You need monitoring at three layers: tunnel state, network quality (latency and packet loss), and application reachability.
Architecture: The Monitoring Stack
The architecture I recommend combines native tools with open-source components:
[AWS VPN Gateway] <---> [Azure VPN Gateway]
| |
CloudWatch Azure Monitor
| |
v v
[Prometheus + Blackbox Exporter] <--- scrapes both sides
|
v
[Grafana Dashboards + AlertManager]
|
v
[PagerDuty / Slack / Email]
Additionally, a custom Python monitor runs in both clouds to perform active probing and publish custom metrics.
Native Tools: What They Give You
AWS: CloudWatch VPN Metrics
AWS publishes these metrics automatically for VPN connections:
| Metric | Description | Useful For |
|---|---|---|
TunnelState | 1 = UP, 0 = DOWN | Basic availability |
TunnelDataIn | Bytes received | Throughput monitoring |
TunnelDataOut | Bytes sent | Throughput monitoring |
Set up CloudWatch Alarms for TunnelState < 1 with a 1-minute evaluation period. This is your baseline — it catches complete tunnel failures.

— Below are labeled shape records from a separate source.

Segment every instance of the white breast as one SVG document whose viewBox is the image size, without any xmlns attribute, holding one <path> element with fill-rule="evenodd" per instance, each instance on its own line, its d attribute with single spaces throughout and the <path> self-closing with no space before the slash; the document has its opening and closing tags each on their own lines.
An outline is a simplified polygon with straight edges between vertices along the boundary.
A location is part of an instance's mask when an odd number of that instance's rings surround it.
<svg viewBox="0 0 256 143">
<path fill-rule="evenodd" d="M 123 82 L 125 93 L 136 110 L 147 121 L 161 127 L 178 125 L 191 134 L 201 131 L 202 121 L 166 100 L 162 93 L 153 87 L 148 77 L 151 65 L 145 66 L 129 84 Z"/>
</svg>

AWS: VPC Reachability Analyzer
The VPC Reachability Analyzer is underused but powerful for troubleshooting. It performs path analysis between a source and destination, evaluating every route table, security group, NACL, and gateway in the path. Use it to validate that traffic CAN flow before blaming the VPN itself.
aws ec2 create-network-insights-path \
--source eni-0abc123 \
--destination 10.1.0.50 \
--protocol TCP \
--destination-port 443
Azure: Network Watcher
Azure Network Watcher provides:
- Connection Monitor: continuous probing between VMs across the tunnel.
- IP Flow Verify: checks if traffic is allowed or denied by NSG rules.
- Next Hop: validates routing is correct for cross-cloud traffic.
Configure a Connection Monitor test group that probes from an Azure VM to target IPs in AWS every 30 seconds. This gives you round-trip latency and success rate from the Azure side.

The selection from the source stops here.